In 2023, a study published in Physical Review X by Jana Lasser, Lucas Goehring and their colleagues cracked the puzzle. Drawing on fieldwork at Badwater Basin in Death Valley and the Salar de Uyuni, plus lab experiments and computer models, they showed the honeycomb pattern is driven by how salty water moves below the sandy surface in the desert soil.

So, how does it work?

We should all be familiar with how heated water ‘rolls’ in a circular motion. When water is heated, the hot water particles that are less dense well up to the surface, while the cooler and more dense water particles sink to the bottom. This circulation of hot and cold water in a boiling pan is known as a convection current.

In a similar way, a convection ‘roll’ of salt and fresh water takes place directly below the salt pans. This is triggered by the contrast in salinity (the amount of salts dissolved in different layers).

Convection Flow Is The Driving Force: The Way Of Water

Saltwater, as we know, is more dense than freshwater.
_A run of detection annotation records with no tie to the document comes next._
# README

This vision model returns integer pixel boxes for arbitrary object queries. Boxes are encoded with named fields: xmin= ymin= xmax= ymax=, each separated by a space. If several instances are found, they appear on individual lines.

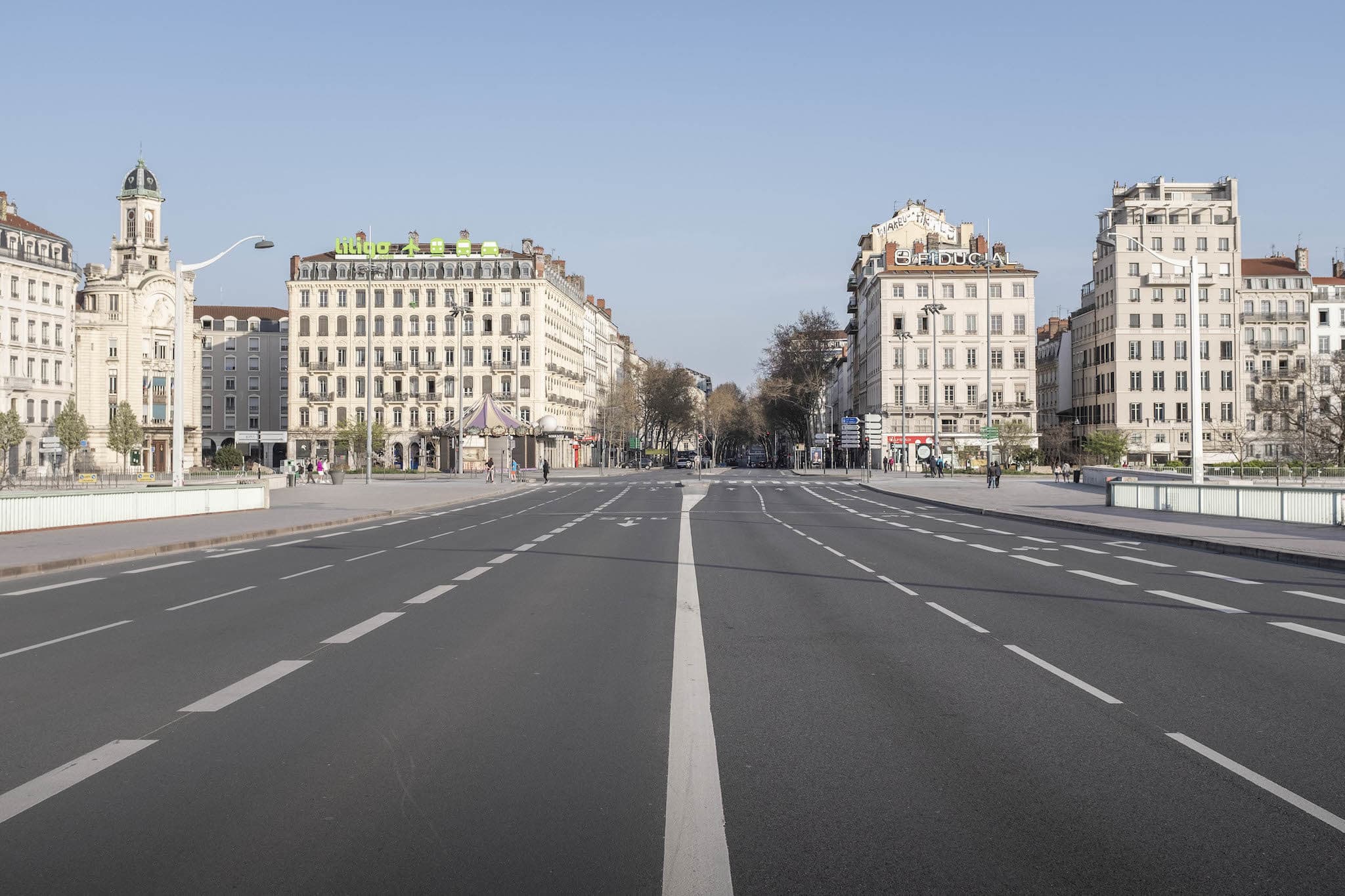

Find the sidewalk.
xmin=808 ymin=471 xmax=1345 ymax=570
xmin=0 ymin=475 xmax=542 ymax=579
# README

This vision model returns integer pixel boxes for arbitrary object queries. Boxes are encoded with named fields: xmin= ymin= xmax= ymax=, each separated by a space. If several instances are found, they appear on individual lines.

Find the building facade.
xmin=0 ymin=191 xmax=79 ymax=473
xmin=845 ymin=202 xmax=1037 ymax=462
xmin=195 ymin=305 xmax=289 ymax=467
xmin=76 ymin=160 xmax=200 ymax=471
xmin=1069 ymin=177 xmax=1243 ymax=465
Saltier water becomes heavier than the layer of water that lies directly below the ground in these salt pans. At a certain point, the saltier water sinks to the bottom and the less dense freshwater rises up from below. Thus, many rolling plumes of water sweep across the whole area, creating a uniform texture in the salt flats.

Proposed dynamics of patterned salt crusts
Mechanism behind the mysterious honeycomb patterns. (photo Credit Physical Review)

But why a polygon? Why not a circle?

If only a single roll occurred, we’d find a circular shape, but many such convection rolls happen next to each other at the same time. As a result, they are “squeezed” together, pushing one another into developing these hexagonal salt patterns. The salty water then sinks down along the edges of these structures.

Each of these convection rolls reaches down through roughly the same depth of soil, on the order of a meter or two. Because the width of a roll is set by its depth, the cells (and the salt polygons stamped above them) end up roughly 1-2 meters (3-6 feet) across, no matter which salt flat you visit. That single mechanism is what finally explained why these patterns look so uniform worldwide.

In places where the salt content is very high, salt crystals crystallize more prominently on the surface, building up the raised ridges you see along the polygon edges.

A Final Word

From Badwater Basin in California’s Death Valley National Park, Bonneville Salt Flats in Utah, to the Makgadikgadi Pan in Botswana, these surreal patterns of hexagonal shapes are a common feature. For years, it seemed like one of Mother Nature’s mysteries that couldn’t be cracked.

Looking at them, we can’t but wonder how nature creates such regularity and uniformity, even in the most barren and inhospitable lands. Now, it seems, we are much closer to the answer!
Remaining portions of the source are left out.